You mentioned your health expenses and medicare, but you might also want to look at long-term care options now, Peterson said. “The only thing that could derail their retirement plan would be if one of them needs nursing home care,” he said. “If they have to pay out of pocket for care, the resulting loss of assets can leave a spouse in good health without enough assets to sustain their lifestyle. You are “prime candidates” to research long-term care options and see if an insurance policy is right for you. Here is more on that.

And of course, have all of your estate documents in order. This includes health care powers of attorney and wills. These are never fun conversations to have, but they will make life a whole lot easier for the surviving spouse during such a stressful and emotional time.

Also see: Here’s how to help you and your family “in case you get hit by a bus”

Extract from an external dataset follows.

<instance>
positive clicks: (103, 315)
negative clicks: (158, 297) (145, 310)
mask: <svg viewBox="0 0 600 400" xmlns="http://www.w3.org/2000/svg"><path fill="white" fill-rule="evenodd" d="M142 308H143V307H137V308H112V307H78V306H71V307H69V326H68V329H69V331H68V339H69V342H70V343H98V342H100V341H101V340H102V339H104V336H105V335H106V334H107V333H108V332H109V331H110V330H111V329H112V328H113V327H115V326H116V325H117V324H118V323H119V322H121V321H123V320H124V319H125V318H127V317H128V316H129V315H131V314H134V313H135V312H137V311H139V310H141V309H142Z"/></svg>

Back to the goal of building houses.

Perhaps the best advice for this situation, and potentially something that will help your wife feel better, is to increase the budget for building your home. Buying homes and moving always comes with surprise expenses, but those bills could potentially be bigger when the house is being built. Does that $ 850,000 include emergency costs that you might have to pay if the renovations don’t go as planned?

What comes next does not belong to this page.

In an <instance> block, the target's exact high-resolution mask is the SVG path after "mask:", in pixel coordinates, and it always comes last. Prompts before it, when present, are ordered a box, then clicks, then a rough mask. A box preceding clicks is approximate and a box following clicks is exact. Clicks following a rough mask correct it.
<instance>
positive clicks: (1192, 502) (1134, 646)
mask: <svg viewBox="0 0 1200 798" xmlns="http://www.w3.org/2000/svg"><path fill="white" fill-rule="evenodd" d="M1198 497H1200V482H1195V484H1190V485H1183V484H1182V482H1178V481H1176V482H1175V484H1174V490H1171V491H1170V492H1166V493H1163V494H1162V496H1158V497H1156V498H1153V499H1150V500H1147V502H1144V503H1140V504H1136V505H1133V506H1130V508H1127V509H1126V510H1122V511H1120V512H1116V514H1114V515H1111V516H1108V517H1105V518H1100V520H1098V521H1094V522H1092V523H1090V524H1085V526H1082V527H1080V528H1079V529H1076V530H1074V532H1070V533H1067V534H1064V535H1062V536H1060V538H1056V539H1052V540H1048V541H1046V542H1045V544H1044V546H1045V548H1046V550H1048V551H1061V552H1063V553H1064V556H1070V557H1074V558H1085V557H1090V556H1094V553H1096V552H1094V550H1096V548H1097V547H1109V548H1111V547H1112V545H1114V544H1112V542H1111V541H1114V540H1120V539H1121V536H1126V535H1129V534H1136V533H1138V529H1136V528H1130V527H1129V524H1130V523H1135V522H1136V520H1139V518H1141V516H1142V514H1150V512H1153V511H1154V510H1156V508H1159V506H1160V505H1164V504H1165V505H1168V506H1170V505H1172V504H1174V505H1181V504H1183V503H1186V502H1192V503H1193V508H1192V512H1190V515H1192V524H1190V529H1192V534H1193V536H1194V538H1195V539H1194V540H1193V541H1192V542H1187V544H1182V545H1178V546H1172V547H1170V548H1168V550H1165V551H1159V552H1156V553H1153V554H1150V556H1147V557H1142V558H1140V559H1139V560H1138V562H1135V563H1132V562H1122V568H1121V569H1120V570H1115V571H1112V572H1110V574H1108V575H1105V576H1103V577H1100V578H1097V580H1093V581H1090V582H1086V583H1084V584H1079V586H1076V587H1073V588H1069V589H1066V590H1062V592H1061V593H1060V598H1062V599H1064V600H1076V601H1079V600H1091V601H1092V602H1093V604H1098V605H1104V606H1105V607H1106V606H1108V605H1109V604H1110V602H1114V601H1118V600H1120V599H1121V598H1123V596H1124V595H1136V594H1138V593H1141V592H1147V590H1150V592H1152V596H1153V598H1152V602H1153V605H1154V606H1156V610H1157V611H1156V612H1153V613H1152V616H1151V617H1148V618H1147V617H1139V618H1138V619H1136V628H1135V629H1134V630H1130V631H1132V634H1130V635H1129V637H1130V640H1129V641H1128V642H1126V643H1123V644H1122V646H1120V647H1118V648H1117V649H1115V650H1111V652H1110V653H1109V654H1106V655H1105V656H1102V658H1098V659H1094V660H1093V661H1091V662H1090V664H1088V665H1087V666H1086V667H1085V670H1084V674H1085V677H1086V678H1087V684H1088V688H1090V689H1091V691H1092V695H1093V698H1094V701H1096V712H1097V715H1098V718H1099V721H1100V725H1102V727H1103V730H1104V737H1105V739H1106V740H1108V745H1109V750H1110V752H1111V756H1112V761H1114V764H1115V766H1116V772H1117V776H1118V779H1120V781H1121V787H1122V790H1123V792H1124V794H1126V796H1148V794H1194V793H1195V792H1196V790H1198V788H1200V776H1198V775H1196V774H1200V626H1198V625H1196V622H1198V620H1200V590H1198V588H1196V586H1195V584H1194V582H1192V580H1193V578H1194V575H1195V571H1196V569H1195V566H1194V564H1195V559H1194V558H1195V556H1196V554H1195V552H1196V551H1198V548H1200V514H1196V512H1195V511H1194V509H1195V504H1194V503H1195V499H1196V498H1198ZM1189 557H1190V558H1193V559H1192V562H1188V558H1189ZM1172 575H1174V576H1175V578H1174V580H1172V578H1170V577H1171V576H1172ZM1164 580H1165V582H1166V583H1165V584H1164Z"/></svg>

Have a 20% contingency fund, said Danielle Harrison, a certified financial planner at Harrison Financial Planning and a former commercial lender who has worked with individuals who build custom homes. “When building it is very easy to think that you have taken everything into account, but when you go into the building process you will find that it is very easy to upgrade parts because it is cheaper to do this during the construction phase that down the line after you build the house For example: wiring for audio systems, more durable paint and flooring, extra tools for those times when you get into DIY.

Read the MarketWatch column “Retirement hacks” for practical advice for your own retirement savings journey

Due to your age, you may also want to consider ways this house can work for you as you get older. So many Americans would rather age at home, but their homes aren’t laid out to accommodate that, so consider designs like fewer stairs and wider door frames.

Pay close attention to your approach to paying for the house. Using a mortgage instead of withdrawing investments is a good strategy, Peterson said, because it will minimize or eliminate the tax consequences. We are also living in an era of historically low mortgage rates, Harrison said. She said she often encouraged individuals to go for a 30-year, 15-year mortgage because the interest rate difference is minimal and provides more flexibility for homeowners, but just check to see if there would be any early repayment penalties. Otherwise, you could always pay off the loan faster if it made you or your wife more comfortable.

I know you said you both discussed this new venture at length, but you may need to keep talking about it a bit more, Peterson said. It is not uncommon for couples to disagree on how to spend their money, even if they have large sums saved and share long-term goals, and it is understandable to be reluctant to make any decisions. very important purchases.

“For people who have built up a big nest egg like this couple, it can be very difficult to shift gears and feel comfortable spending the funds they have worked so hard to save,” Harrison said. . She suggests working with a licensed financial planner and, if you need help, maybe even a licensed financial therapist who can help clients overcome concerns and deep feelings about money.

Money is a personal and sometimes scary thing, and as you have already noted, everyone has unique experiences with how they have been taught to perceive or use it. While that hiccup might seem frustrating right now, it’s good that you have each other – you seem to be balancing yourself out, which ultimately won’t help either of you worry about running out of money or never spend it in retirement.